Biological sensors can already fairly accurately detect when a human is drowsy, distracted, or in an extreme state of distress, but when it comes to detecting more subtle emotions, like frustration, impatience or pride ... a computer algorithm will fall short. Given that people can't reliably read those emotions from their significant others, if these researchers succeed, computers could become better at human relations than humans are.
The entire field of research is known as "affective computing" and within it a broad range of fascinating work is being done. Researchers at MIT have been working on a means to help autistic children better recognize the emotions of the people in the world around them. In 2007, they built something called the Emotional-Social Intelligence Toolkit, and built a prototype which was dubbed at the time, the world's first wearable affective technology.

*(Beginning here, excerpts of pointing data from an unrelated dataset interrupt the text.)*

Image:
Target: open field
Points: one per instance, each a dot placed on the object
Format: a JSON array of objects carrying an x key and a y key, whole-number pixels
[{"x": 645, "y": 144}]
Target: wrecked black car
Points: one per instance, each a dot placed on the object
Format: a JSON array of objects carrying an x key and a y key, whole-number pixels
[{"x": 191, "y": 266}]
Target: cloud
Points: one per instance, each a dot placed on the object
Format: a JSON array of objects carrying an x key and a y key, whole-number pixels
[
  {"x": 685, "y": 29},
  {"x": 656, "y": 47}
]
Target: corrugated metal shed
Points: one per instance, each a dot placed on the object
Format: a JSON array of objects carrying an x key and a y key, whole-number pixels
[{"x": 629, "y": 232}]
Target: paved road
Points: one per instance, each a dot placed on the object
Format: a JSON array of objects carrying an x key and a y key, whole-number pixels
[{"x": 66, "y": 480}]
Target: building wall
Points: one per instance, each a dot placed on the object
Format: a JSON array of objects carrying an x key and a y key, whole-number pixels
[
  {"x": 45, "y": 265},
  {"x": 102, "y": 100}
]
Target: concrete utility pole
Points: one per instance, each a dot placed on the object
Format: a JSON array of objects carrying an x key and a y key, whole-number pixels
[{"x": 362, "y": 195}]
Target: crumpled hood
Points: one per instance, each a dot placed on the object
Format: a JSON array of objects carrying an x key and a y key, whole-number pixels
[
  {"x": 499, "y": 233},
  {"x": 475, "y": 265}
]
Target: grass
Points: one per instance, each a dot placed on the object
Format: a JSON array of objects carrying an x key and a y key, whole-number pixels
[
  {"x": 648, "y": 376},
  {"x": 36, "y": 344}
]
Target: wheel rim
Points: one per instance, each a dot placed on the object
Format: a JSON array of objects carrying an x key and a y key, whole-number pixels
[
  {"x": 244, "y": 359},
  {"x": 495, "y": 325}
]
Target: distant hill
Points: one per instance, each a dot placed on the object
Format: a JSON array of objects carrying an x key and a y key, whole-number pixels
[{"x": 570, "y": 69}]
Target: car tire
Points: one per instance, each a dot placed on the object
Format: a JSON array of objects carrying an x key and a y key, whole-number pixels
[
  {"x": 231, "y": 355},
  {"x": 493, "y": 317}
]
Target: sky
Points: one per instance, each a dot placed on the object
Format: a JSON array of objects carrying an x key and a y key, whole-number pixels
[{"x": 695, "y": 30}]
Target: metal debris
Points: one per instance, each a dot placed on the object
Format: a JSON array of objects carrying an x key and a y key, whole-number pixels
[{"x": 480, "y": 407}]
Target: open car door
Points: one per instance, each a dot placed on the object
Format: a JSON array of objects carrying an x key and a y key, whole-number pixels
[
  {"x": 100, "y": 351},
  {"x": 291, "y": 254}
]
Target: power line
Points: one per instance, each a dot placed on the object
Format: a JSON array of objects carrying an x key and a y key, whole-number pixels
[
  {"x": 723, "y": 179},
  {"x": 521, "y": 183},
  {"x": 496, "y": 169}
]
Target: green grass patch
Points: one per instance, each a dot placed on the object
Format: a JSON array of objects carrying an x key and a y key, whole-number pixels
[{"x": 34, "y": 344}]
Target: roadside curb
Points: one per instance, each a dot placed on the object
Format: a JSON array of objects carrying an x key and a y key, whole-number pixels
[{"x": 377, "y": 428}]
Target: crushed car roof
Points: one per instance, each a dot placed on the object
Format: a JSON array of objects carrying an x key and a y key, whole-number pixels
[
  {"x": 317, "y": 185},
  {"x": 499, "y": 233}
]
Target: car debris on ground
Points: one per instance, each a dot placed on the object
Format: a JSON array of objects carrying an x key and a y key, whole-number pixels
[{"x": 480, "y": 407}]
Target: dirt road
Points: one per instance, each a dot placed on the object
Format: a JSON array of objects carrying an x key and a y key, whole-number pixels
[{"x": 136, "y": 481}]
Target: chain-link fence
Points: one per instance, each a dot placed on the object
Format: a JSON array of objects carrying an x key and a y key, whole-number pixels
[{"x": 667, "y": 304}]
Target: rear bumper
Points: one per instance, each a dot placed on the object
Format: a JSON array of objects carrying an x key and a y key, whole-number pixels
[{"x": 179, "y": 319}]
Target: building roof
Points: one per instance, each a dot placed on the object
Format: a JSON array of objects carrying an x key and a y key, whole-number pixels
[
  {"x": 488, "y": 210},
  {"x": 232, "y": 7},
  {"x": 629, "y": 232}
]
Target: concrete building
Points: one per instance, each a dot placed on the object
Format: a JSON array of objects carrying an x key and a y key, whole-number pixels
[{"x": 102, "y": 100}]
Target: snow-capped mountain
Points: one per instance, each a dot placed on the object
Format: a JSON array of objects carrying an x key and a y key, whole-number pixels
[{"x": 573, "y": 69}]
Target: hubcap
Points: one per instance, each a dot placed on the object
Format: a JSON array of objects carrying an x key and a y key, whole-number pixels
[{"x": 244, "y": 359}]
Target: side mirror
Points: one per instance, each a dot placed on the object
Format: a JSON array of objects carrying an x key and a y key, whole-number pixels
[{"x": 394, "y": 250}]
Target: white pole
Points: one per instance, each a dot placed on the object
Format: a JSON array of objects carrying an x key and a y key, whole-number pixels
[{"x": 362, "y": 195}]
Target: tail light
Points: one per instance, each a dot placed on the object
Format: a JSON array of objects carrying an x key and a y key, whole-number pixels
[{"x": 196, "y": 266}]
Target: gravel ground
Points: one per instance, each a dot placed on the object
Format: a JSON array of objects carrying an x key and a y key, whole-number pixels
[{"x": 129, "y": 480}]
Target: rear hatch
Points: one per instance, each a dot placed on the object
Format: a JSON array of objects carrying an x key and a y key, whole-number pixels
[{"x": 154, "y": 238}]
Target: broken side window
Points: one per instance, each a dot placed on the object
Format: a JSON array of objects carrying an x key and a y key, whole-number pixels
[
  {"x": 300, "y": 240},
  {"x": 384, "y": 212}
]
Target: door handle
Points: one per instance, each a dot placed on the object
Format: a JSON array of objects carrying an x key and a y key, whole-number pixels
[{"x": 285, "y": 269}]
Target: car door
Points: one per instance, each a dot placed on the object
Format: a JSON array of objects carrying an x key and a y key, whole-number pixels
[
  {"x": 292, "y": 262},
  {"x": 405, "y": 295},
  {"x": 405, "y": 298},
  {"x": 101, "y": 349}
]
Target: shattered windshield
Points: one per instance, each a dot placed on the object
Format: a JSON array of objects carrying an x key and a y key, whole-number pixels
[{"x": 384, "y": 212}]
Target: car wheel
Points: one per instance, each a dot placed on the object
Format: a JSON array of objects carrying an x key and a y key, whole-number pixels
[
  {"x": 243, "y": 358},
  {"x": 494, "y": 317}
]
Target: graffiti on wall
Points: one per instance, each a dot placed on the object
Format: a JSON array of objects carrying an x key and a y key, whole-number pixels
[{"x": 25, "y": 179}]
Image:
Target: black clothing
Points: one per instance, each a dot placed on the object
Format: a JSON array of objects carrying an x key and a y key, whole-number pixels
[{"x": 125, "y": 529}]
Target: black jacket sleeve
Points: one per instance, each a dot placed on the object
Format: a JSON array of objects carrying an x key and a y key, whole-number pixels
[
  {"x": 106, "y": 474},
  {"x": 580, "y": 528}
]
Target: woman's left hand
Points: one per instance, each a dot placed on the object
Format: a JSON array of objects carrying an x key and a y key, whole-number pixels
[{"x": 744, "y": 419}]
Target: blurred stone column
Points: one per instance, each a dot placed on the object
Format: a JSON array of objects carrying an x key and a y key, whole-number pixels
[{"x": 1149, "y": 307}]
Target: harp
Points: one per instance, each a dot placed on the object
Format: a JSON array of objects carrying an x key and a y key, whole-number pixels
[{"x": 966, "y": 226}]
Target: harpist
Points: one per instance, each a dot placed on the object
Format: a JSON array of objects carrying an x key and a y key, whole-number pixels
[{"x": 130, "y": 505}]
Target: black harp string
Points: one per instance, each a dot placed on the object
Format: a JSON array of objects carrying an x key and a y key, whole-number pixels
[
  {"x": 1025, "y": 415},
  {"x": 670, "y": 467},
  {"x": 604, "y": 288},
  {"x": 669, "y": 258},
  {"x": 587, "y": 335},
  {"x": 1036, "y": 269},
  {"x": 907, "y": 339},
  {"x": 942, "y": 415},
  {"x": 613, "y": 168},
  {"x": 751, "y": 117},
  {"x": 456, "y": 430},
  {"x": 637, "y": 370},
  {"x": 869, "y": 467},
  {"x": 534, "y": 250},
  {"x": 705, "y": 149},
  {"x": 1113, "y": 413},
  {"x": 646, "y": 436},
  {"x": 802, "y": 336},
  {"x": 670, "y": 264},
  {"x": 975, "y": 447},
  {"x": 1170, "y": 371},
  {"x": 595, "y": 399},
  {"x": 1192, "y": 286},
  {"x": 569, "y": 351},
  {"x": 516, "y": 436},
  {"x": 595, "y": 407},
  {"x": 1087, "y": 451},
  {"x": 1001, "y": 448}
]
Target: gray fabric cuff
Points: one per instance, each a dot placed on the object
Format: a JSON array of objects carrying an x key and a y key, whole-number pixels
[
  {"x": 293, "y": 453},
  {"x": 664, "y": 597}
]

Affective computing attempts to make computers more emotional.
Since then, the AC MIT team has been experimenting with ways to create all sorts of sensor technologies, via earphones, earrings, wrist bands, even embedded in Webcams. The folks at MIT are trying to solve the problem of being able to study human emotions better in real world situations because there's something about bringing human subjects into the lab that just doesn't bring out the wild thing in most of us.
Should researchers successfully develop both the sensory devices and the computers smart enough to use them, it could stop another growing problem: emotional abuse of computers. Some 40% of people admit that they swear and verbally abuse their computers, according to a recent study by San Francisco based EmSense. Perhaps nicer computers will make nicer human beings.